Strongest comps in retail: Both ANF and Hollister have comparable sales that are “standouts” in the retail universe, with only Amer Sports’ (AS) Arc’teryx and Birkenstock (BIRK) with higher comps. “There are fashion trends that the ANF concepts are well-positioned to capitalize on, which supports continued comp momentum.”
Hollister showing it can comp the comp: With the strength of Hollister’s brand momentum, Citigroup sees the company’s comparable sales accelerating to 12% in Q3 and 8% in Q4 (with further upside possible).
ANF global store growth opportunity: With fewer stores globally than peers like Old Navy (GAP), Victoria’s Secret (VSCO), and American Eagle (AEO), Citigroup anticipates more store openings in the U.S. and internationally with 18 new stores annually beginning in FY25.
Opportunity for category expansion: The Wedding Shop and Men’s Wedding leaves open the possibility for expansion into accessories, handbags, and footwear.
Conservatism built into H2: Based on management commentary and conservative guidance history, quarter-to-date trends are running above guidance of low double-digit growth, suggesting upside.
Pristine balance sheet: No debt and $1.2B in cash projected at year-end.
Share repo about to ramp up: With no debt and cash building, repos will likely ramp up in the second half of the year, with Citigroup modeling ~$100M in repos in H2.
Mid-teens EPS grower: Combined with an outlook for share buybacks, Citigroup estimates ANF will grow EPS at a mid-teens rate annually through FY28.
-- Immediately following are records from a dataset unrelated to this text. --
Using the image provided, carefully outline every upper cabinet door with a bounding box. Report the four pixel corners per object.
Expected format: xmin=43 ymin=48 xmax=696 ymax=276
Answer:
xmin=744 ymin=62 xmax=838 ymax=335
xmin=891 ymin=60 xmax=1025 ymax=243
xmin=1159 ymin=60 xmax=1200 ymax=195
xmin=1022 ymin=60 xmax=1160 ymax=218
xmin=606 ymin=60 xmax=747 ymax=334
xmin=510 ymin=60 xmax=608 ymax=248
Attractive valuation vs lower growth peers: With the post-Q2 sell-off, shares are now at an attractive entry point given a business with strong sales momentum and free-cash flow.
Seeking Alpha authors agree that Wednesday’s sell-off was a “classic” market overreaction and the share price is attractively priced. The stock price discounts a growth rate of just 4.5% or less, levels that are “easily reachable,” Quipus Capital says, also endorsing a Buy rating at current levels.
And investors should remain mindful of management’s ability to engineer a successful turnaround, JR Research says, and advises market players to not “overthink the buying opportunity.”
“After ANF’s significant market outperformance over the past year, its less than stellar release likely spurred profit-taking in early investors as they looked to protect their prized gains,” JR Research added, pointing to ANF’s 177% gain year-over-year versus a more modest 24% increase in the S&P 500.
After plunging as much as 19% on Wednesday, ANF shares are up for two consecutive days for a combined gain of 4%.